I'm pretty sure the config is okay but in any event, even when I manually create a snapshot with the `-r` option... it doesn't work!

What the heck is wrong?!
 
I just don't understand what's going on... I've booted my FreeNAS / TrueNAS install and imported the nvme-pool. I've then taken a recursive snapshot of the nvme-pool via the TrueNAS GUI, and then send | recv'd via the shell to a newly create pool (pool980).

When I navigate pool980, the dataset structure from nvme-pool has been recreated, and the data in any folders at the root of nvme-pool has been copied to the new pool. But the "subvol" datasets are entirely empty, including not having a .zfs folder.

When I run zfs list poo980/nvme-pool/subvol-101-disk-0, it says (on TrueNAS) "cannot open 'poo980/nvme-pool/subvol-101-disk-0' : dataset does not exists".

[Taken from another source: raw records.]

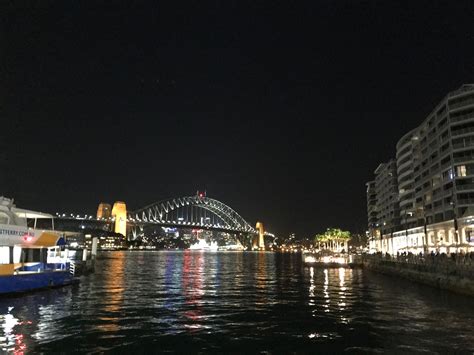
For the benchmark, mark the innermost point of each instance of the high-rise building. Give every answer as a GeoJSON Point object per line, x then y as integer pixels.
{"type": "Point", "coordinates": [104, 211]}
{"type": "Point", "coordinates": [119, 213]}
{"type": "Point", "coordinates": [433, 209]}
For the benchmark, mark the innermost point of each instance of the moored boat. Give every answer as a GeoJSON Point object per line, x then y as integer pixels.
{"type": "Point", "coordinates": [30, 258]}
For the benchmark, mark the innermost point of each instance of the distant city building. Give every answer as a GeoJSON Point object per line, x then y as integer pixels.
{"type": "Point", "coordinates": [424, 199]}
{"type": "Point", "coordinates": [104, 211]}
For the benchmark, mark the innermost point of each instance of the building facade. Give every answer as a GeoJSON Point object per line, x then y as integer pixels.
{"type": "Point", "coordinates": [434, 209]}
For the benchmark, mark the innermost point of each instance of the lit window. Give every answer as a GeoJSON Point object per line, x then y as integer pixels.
{"type": "Point", "coordinates": [461, 170]}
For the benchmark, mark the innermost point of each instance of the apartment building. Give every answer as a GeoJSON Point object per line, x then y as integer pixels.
{"type": "Point", "coordinates": [433, 207]}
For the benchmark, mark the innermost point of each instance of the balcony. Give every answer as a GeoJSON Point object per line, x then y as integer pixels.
{"type": "Point", "coordinates": [462, 103]}
{"type": "Point", "coordinates": [460, 132]}
{"type": "Point", "coordinates": [464, 117]}
{"type": "Point", "coordinates": [465, 201]}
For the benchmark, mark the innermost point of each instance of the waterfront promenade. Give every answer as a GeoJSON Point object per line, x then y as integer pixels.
{"type": "Point", "coordinates": [454, 272]}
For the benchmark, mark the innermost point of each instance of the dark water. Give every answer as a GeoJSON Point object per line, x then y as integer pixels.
{"type": "Point", "coordinates": [234, 302]}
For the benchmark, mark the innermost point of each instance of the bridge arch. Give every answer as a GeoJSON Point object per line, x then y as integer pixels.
{"type": "Point", "coordinates": [192, 211]}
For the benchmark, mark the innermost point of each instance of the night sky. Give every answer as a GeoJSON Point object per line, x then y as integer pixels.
{"type": "Point", "coordinates": [281, 110]}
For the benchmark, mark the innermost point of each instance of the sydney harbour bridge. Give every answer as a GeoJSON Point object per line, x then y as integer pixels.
{"type": "Point", "coordinates": [192, 212]}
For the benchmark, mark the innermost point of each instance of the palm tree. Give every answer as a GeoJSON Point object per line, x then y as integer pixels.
{"type": "Point", "coordinates": [332, 239]}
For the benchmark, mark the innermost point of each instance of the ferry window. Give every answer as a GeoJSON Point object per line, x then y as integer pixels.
{"type": "Point", "coordinates": [4, 219]}
{"type": "Point", "coordinates": [4, 255]}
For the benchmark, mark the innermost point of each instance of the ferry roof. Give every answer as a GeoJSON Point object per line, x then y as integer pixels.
{"type": "Point", "coordinates": [22, 213]}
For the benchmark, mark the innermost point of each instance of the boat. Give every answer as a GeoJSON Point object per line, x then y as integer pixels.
{"type": "Point", "coordinates": [204, 246]}
{"type": "Point", "coordinates": [326, 259]}
{"type": "Point", "coordinates": [31, 258]}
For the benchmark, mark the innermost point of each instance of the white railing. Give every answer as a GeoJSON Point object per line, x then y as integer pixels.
{"type": "Point", "coordinates": [72, 268]}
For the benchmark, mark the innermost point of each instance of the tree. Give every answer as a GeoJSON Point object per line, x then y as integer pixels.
{"type": "Point", "coordinates": [333, 239]}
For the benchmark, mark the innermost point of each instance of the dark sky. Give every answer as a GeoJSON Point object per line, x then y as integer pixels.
{"type": "Point", "coordinates": [281, 110]}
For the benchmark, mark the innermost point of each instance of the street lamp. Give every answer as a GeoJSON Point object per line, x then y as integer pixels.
{"type": "Point", "coordinates": [406, 229]}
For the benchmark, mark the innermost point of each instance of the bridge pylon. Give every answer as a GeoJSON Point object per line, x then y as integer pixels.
{"type": "Point", "coordinates": [259, 240]}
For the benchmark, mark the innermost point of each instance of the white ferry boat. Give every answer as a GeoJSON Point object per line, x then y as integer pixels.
{"type": "Point", "coordinates": [30, 258]}
{"type": "Point", "coordinates": [204, 246]}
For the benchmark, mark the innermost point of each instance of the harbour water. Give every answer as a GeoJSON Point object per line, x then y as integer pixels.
{"type": "Point", "coordinates": [234, 302]}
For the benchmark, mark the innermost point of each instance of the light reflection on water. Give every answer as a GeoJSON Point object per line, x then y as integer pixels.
{"type": "Point", "coordinates": [237, 302]}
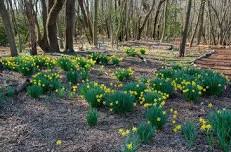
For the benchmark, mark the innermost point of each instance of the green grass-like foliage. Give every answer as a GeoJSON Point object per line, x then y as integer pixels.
{"type": "Point", "coordinates": [92, 117]}
{"type": "Point", "coordinates": [210, 82]}
{"type": "Point", "coordinates": [94, 96]}
{"type": "Point", "coordinates": [191, 91]}
{"type": "Point", "coordinates": [189, 132]}
{"type": "Point", "coordinates": [154, 97]}
{"type": "Point", "coordinates": [76, 76]}
{"type": "Point", "coordinates": [43, 61]}
{"type": "Point", "coordinates": [134, 88]}
{"type": "Point", "coordinates": [221, 128]}
{"type": "Point", "coordinates": [25, 65]}
{"type": "Point", "coordinates": [156, 116]}
{"type": "Point", "coordinates": [162, 85]}
{"type": "Point", "coordinates": [213, 82]}
{"type": "Point", "coordinates": [115, 60]}
{"type": "Point", "coordinates": [131, 52]}
{"type": "Point", "coordinates": [142, 51]}
{"type": "Point", "coordinates": [48, 81]}
{"type": "Point", "coordinates": [145, 132]}
{"type": "Point", "coordinates": [120, 102]}
{"type": "Point", "coordinates": [100, 58]}
{"type": "Point", "coordinates": [66, 64]}
{"type": "Point", "coordinates": [123, 74]}
{"type": "Point", "coordinates": [35, 91]}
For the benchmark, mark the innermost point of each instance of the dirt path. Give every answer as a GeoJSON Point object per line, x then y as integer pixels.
{"type": "Point", "coordinates": [220, 60]}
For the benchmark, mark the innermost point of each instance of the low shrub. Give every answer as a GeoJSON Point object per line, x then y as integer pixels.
{"type": "Point", "coordinates": [189, 132]}
{"type": "Point", "coordinates": [120, 102]}
{"type": "Point", "coordinates": [123, 74]}
{"type": "Point", "coordinates": [156, 116]}
{"type": "Point", "coordinates": [92, 117]}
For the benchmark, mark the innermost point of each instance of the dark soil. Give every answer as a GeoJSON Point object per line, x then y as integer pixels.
{"type": "Point", "coordinates": [29, 125]}
{"type": "Point", "coordinates": [220, 60]}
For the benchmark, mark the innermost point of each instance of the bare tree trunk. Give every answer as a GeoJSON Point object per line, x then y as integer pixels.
{"type": "Point", "coordinates": [165, 20]}
{"type": "Point", "coordinates": [201, 22]}
{"type": "Point", "coordinates": [51, 26]}
{"type": "Point", "coordinates": [185, 31]}
{"type": "Point", "coordinates": [95, 23]}
{"type": "Point", "coordinates": [70, 22]}
{"type": "Point", "coordinates": [29, 11]}
{"type": "Point", "coordinates": [8, 28]}
{"type": "Point", "coordinates": [86, 21]}
{"type": "Point", "coordinates": [141, 28]}
{"type": "Point", "coordinates": [156, 17]}
{"type": "Point", "coordinates": [42, 41]}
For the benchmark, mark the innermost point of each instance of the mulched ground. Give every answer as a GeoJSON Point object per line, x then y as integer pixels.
{"type": "Point", "coordinates": [35, 125]}
{"type": "Point", "coordinates": [220, 60]}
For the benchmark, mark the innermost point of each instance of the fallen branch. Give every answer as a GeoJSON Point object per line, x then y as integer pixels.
{"type": "Point", "coordinates": [206, 55]}
{"type": "Point", "coordinates": [20, 88]}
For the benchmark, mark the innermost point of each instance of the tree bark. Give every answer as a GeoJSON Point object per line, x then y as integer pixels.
{"type": "Point", "coordinates": [8, 28]}
{"type": "Point", "coordinates": [185, 31]}
{"type": "Point", "coordinates": [29, 11]}
{"type": "Point", "coordinates": [70, 22]}
{"type": "Point", "coordinates": [141, 28]}
{"type": "Point", "coordinates": [156, 17]}
{"type": "Point", "coordinates": [95, 23]}
{"type": "Point", "coordinates": [51, 26]}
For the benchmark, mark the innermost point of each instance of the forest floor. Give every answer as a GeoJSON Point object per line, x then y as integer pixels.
{"type": "Point", "coordinates": [220, 61]}
{"type": "Point", "coordinates": [28, 124]}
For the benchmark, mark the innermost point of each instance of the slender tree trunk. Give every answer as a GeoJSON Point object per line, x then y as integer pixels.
{"type": "Point", "coordinates": [8, 28]}
{"type": "Point", "coordinates": [70, 22]}
{"type": "Point", "coordinates": [156, 17]}
{"type": "Point", "coordinates": [185, 31]}
{"type": "Point", "coordinates": [165, 20]}
{"type": "Point", "coordinates": [141, 28]}
{"type": "Point", "coordinates": [95, 22]}
{"type": "Point", "coordinates": [201, 22]}
{"type": "Point", "coordinates": [86, 20]}
{"type": "Point", "coordinates": [29, 11]}
{"type": "Point", "coordinates": [51, 26]}
{"type": "Point", "coordinates": [42, 41]}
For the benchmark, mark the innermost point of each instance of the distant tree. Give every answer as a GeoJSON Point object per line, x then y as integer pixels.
{"type": "Point", "coordinates": [185, 31]}
{"type": "Point", "coordinates": [8, 28]}
{"type": "Point", "coordinates": [29, 11]}
{"type": "Point", "coordinates": [95, 23]}
{"type": "Point", "coordinates": [70, 22]}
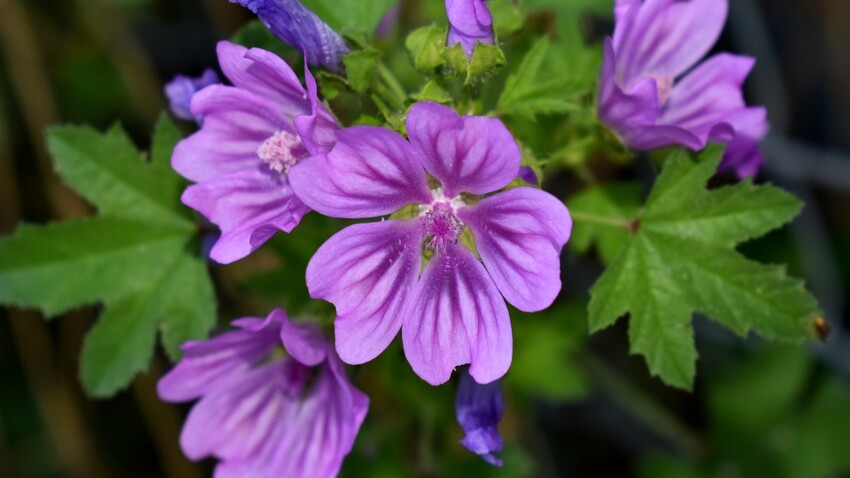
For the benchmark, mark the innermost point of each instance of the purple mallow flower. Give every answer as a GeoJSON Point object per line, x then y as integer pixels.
{"type": "Point", "coordinates": [263, 412]}
{"type": "Point", "coordinates": [479, 409]}
{"type": "Point", "coordinates": [451, 312]}
{"type": "Point", "coordinates": [647, 97]}
{"type": "Point", "coordinates": [253, 133]}
{"type": "Point", "coordinates": [299, 27]}
{"type": "Point", "coordinates": [182, 88]}
{"type": "Point", "coordinates": [470, 22]}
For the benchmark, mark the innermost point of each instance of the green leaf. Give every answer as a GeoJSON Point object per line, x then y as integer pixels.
{"type": "Point", "coordinates": [138, 256]}
{"type": "Point", "coordinates": [603, 207]}
{"type": "Point", "coordinates": [543, 365]}
{"type": "Point", "coordinates": [681, 260]}
{"type": "Point", "coordinates": [528, 92]}
{"type": "Point", "coordinates": [361, 66]}
{"type": "Point", "coordinates": [361, 16]}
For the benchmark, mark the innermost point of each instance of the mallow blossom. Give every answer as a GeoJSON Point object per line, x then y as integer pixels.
{"type": "Point", "coordinates": [479, 409]}
{"type": "Point", "coordinates": [654, 94]}
{"type": "Point", "coordinates": [450, 312]}
{"type": "Point", "coordinates": [302, 29]}
{"type": "Point", "coordinates": [470, 22]}
{"type": "Point", "coordinates": [273, 400]}
{"type": "Point", "coordinates": [253, 133]}
{"type": "Point", "coordinates": [182, 88]}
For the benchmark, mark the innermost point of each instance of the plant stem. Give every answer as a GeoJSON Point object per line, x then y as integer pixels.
{"type": "Point", "coordinates": [391, 82]}
{"type": "Point", "coordinates": [606, 221]}
{"type": "Point", "coordinates": [643, 407]}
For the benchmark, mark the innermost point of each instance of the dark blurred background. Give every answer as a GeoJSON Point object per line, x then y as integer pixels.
{"type": "Point", "coordinates": [102, 61]}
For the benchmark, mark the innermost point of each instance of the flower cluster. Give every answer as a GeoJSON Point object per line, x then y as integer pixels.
{"type": "Point", "coordinates": [456, 238]}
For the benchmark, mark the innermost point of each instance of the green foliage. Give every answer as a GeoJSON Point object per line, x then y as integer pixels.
{"type": "Point", "coordinates": [427, 47]}
{"type": "Point", "coordinates": [361, 66]}
{"type": "Point", "coordinates": [543, 365]}
{"type": "Point", "coordinates": [137, 255]}
{"type": "Point", "coordinates": [681, 260]}
{"type": "Point", "coordinates": [528, 92]}
{"type": "Point", "coordinates": [486, 60]}
{"type": "Point", "coordinates": [609, 205]}
{"type": "Point", "coordinates": [770, 416]}
{"type": "Point", "coordinates": [358, 16]}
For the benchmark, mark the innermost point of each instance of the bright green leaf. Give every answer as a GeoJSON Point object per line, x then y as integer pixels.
{"type": "Point", "coordinates": [681, 260]}
{"type": "Point", "coordinates": [427, 47]}
{"type": "Point", "coordinates": [361, 66]}
{"type": "Point", "coordinates": [595, 210]}
{"type": "Point", "coordinates": [528, 92]}
{"type": "Point", "coordinates": [138, 255]}
{"type": "Point", "coordinates": [361, 16]}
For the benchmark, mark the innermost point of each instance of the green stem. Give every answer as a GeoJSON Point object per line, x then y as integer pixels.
{"type": "Point", "coordinates": [606, 221]}
{"type": "Point", "coordinates": [392, 84]}
{"type": "Point", "coordinates": [643, 407]}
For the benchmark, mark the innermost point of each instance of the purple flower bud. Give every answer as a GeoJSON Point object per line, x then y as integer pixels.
{"type": "Point", "coordinates": [470, 22]}
{"type": "Point", "coordinates": [479, 410]}
{"type": "Point", "coordinates": [180, 90]}
{"type": "Point", "coordinates": [299, 27]}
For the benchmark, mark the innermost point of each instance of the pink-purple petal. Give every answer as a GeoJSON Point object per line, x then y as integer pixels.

One other thing I tried was creating a manual, recursive snapshot of just nvme-pool/subvol-101-disk-0 via the TrueNAS GUI. I then send | recv'd via the shell to pool980 and it worked... complete with a hidden .zfs folder.

I don't know whether I missing something basic, or something serious is wrong.

[EDIT] (Whilst still on my TrueNAS install) I've just tried sending the snapshot I described in the first paragraph, this time however, I used the
-R flag in my command, zfs send -R nvme-pool@manual-2021-06-30_00-06 | zfs recv pool980/manual-test. Everything replicated properly. So I then tried again but this time, I tried replicating a snapshot created by sanoid (zfs send -R nvme-pool@autosnap_2021-06-29_22:00:01_hourly | zfs recv pool980/sanoid-test) and it failed, saying-

Code:
cannot send nvme-pool@autosnap_2021-06-29_22:00:01_hourly recursively: snapshot nvme-pool/subvol-103-disk-0@autosnap_2021-06-29_22:00:01_hourly does not existwarning: cannot send 'nvme-pool@autosnap_2021-06-29_22:00:01_hourly': backup failed
cannot receive: failed to read from stream
 
Last edited:
I just don't understand what's going on... I've booted my FreeNAS / TrueNAS install and imported the nvme-pool. I've then taken a recursive snapshot of the nvme-pool via the TrueNAS GUI, and then send | recv'd via the shell to a newly create pool (pool980).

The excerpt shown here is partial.